HARTFORD, Conn. — An industrial chemical blamed for sickening thousands of infants in China was found in candy in four Connecticut stores this week, a state official said Wednesday. Days after contaminated White Rabbit Creamy Candy was found in California, the Connecticut consumer protection commissioner said tests found melamine in bags of the candy sold at two New Haven stores, a West Hartford market and an East Haven store. Melamine contamination has been blamed for the deaths of four children in China and kidney ailments among 54,000 others.
North Carolina: Edwards is stable
Elizabeth Edwards said Wednesday her health is “no worse” than 18 months ago, when she and her husband made the sobering announcement that her cancer had returned in an incurable form. The wife of two-time Democratic presidential candidate John Edwards said in Carrboro that medical scans this week showed no signs that her condition has worsened. She was first diagnosed with breast cancer in 2004, but declared cancer-free after treatment. She said in March of last year that the cancer had returned and spread to her bones.

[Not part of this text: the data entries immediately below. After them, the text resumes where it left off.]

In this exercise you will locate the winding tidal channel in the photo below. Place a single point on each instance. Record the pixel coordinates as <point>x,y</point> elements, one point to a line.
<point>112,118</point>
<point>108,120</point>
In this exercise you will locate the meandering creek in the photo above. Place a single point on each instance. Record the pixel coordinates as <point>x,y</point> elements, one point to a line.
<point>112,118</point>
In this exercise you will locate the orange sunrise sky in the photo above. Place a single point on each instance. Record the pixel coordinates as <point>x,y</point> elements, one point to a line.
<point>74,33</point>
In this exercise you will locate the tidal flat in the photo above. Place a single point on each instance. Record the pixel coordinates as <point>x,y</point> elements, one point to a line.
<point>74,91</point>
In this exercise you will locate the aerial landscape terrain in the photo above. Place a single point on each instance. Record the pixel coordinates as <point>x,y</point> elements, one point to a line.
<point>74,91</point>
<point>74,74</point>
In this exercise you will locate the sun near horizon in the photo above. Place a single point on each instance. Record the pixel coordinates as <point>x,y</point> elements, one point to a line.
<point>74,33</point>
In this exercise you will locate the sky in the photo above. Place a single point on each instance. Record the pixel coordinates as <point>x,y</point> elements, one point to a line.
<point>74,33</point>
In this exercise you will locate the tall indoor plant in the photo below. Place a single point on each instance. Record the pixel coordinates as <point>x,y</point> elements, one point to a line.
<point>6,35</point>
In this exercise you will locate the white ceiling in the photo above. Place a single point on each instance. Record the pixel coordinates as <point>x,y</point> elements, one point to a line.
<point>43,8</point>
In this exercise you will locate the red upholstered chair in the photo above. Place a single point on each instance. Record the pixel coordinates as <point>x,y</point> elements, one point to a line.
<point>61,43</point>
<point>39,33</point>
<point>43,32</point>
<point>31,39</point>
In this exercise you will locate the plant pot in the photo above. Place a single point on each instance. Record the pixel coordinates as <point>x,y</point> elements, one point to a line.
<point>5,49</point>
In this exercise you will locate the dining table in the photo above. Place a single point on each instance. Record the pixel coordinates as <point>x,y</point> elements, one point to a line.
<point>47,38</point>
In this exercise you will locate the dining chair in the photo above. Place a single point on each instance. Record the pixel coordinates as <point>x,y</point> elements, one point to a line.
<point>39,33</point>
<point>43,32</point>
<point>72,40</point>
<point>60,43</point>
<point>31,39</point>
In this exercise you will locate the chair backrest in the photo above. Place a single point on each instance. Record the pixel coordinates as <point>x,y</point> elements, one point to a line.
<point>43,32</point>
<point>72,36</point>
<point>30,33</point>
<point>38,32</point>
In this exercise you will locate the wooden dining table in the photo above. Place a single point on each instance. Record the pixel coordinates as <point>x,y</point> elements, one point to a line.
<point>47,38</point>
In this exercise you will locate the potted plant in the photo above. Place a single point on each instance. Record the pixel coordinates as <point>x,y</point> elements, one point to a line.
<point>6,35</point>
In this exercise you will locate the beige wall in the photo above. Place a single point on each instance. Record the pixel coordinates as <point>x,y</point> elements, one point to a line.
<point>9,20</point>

California: Engineer’s text message
A Metrolink engineer sent a cell-phone text message 22 seconds before his commuter train crashed head-on into a freight train last month, killing 25 people, federal investigators said Wednesday. Cell-phone records of engineer Robert Sanchez, who was among the dead, show he sent a message after receiving one about a minute and 20 seconds before the crash, the National Transportation Safety Board said. Investigators are looking into why Sanchez ran through a red signal and collided with a Union Pacific train Sept. 12 in Los Angeles’ San Fernando Valley.
D.C.: 300 gang members arrested
Federal officials arrested more than 300 members of a previously lesser-known criminal gang during a summer crackdown, twice as many as last year, and arrested nearly 1,400 gang members nationwide, immigration authorities said Wednesday. The increase in arrests of alleged members of the gang Surenos 13 may represent the gang’s increasing reach, or it may result from better classification of those arrested, authorities and academics said. The gang is distinct from the larger and better-known MS-13, but police or federal agents may have lumped them together during previous roundups.
Puerto Rico: Tons of coke seized
U.S. officials say they seized almost two tons of cocaine from a Panama-flagged cargo ship in international waters off Puerto Rico. A U.S. attorney said Coast Guard officers boarded the vessel as part of a multi-agency investigation of South American drug traffickers operating in the Caribbean. They found about 4,255 pounds of cocaine hidden on the ship, which was loaded with coal and had launched from Colombia.
Louisiana: Bouncers not charged
Prosecutors dropped manslaughter charges Wednesday against the last two Bourbon Street bouncers accused of suffocating a visiting Georgia college student after a dispute about getting into a French Quarter karaoke bar on New Year’s Eve 2004. Levon Jones, 26, died on the sidewalk outside the Razzoo Bar and Patio in New Orleans with four bouncers pinning him down. Brandon Vicknair and Matthew Taylor, along with two other bouncers, had been accused of killing the student by pinning him to the ground and putting him in a choke hold.
China: New limit for cars on roads
The government began taking 30 percent of its cars in the capital off the roads Wednesday in an attempt to make permanent some of the traffic restrictions imposed during the Olympic Games, officials and media reports said. Beginning Oct. 11, Chinese motorists also will stop driving one workday a week, based on the final number on their license plates. The new rules should take 800,000 vehicles off the roads each day, according to reports quoting Beijing’s Municipal Traffic Committee. There are 3.5 million cars in Beijing, and more than 1,000 vehicles are added each day.
Belgium: Big Boeing jet purchase
In a NATO initiative, 12 nations signed a deal Wednesday to jointly buy and operate three giant Boeing transport planes to fill a shortfall that has dogged international missions from Afghanistan to Sudan. Under the agreement, reached after two years of negotiations, they will jointly acquire three C-17s and place them at a new operating base in Hungary early next year under the command of a U.S. officer, a NATO spokesman said.
Britain: Oxford tuition disputed
Oxford University must be allowed to increase tuition fees if it is to compete with its American counterparts, the institution’s chancellor said. He said it was “intolerable” the government barred Oxford and other universities from charging students more than about $5,300 a year for their schooling. The average annual tuition at a four-year American private college was $23,712 last year, according to the College Board.